I looked forward to this book, again it was very different from the books I had already read, and for me not as enjoyable. The author has several awards for works of humour, and some reviews mentioned enjoying the humour in this book. I found very little that made me laugh or smile.
The main character, Thomas, is doing graduate work in the study of the brain. Some of his experiments are unethical and carried out with a friend in the lab secretly at night. He is misogynistic, and treats women badly. After being dropped by his current girlfriend, Amy, he attempts to win her back by curing her brother’s delusion of believing he is Jesus. Some of my problem with the story was my dislike for the character, Thomas.
Thomas is estranged from his father, a psychiatrist, who gained fame and wealth by keeping Thomas mostly isolated and under constant observation throughout his childhood. Thomas became known as the ‘Boy in the Box’ after the book written by his father based on this experiment.
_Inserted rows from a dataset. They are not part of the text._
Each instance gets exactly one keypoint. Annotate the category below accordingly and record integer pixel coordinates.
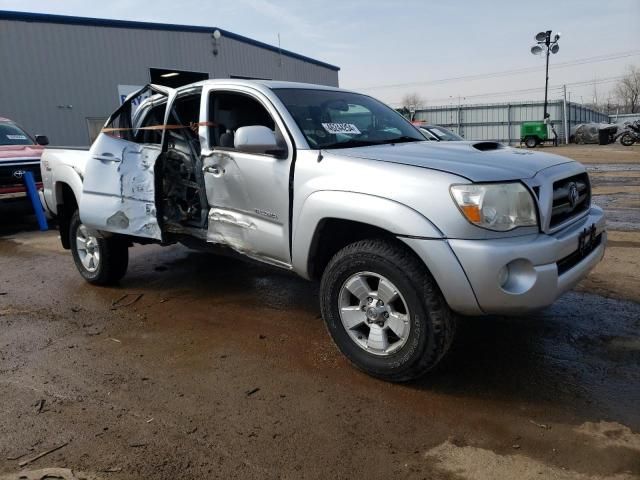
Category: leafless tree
(412, 102)
(628, 89)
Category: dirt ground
(198, 367)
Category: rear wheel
(531, 142)
(384, 311)
(627, 139)
(100, 260)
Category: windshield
(335, 119)
(443, 134)
(11, 134)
The book details the study of the brain, locating various emotions and thought processes in certain locations. Some of Thomas’s experiments involve trying to locate religion and love within the brain’s anatomy. When he decides to cure Amy’s brother he also finds two other men who claim to be Jesus. He moves all three into his apartment in the belief that their conversations will shock them out of their delusions once they realize that not all three can be the same person and reality will set in.
There is some discussion about methods used to cure mental illness. How mental and emotional disturbances are labeled and giving pharmaceuticals designed to help versus behaviour modification, as well as psychoanalysis. The 1950’s shock therapy and past immersing a patient in water until he almost drowns are also mentioned unfavourably. After some time under Thomas’s supervision the three patients are calmer, but still believe they are Jesus.
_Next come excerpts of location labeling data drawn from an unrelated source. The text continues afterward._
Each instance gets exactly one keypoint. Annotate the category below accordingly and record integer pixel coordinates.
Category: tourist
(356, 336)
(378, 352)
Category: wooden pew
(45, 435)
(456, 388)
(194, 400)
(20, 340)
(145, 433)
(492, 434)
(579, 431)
One day Thomas’s father shows up at the door, and uses his medical authority to move the patients into the home where Thomas grew up under constant observation. His father believes in behaviour modification while ignoring any cause of mental illness in their background. The three men are confined in separate locked rooms and monitored. Things go terribly wrong for Thomas and the men.
As a sideline, we have a murder mystery. Someone is killing homeless people. I thought this could be omitted, as well as Amy and his previous female conquests. I felt the conclusion left a few things unresolved.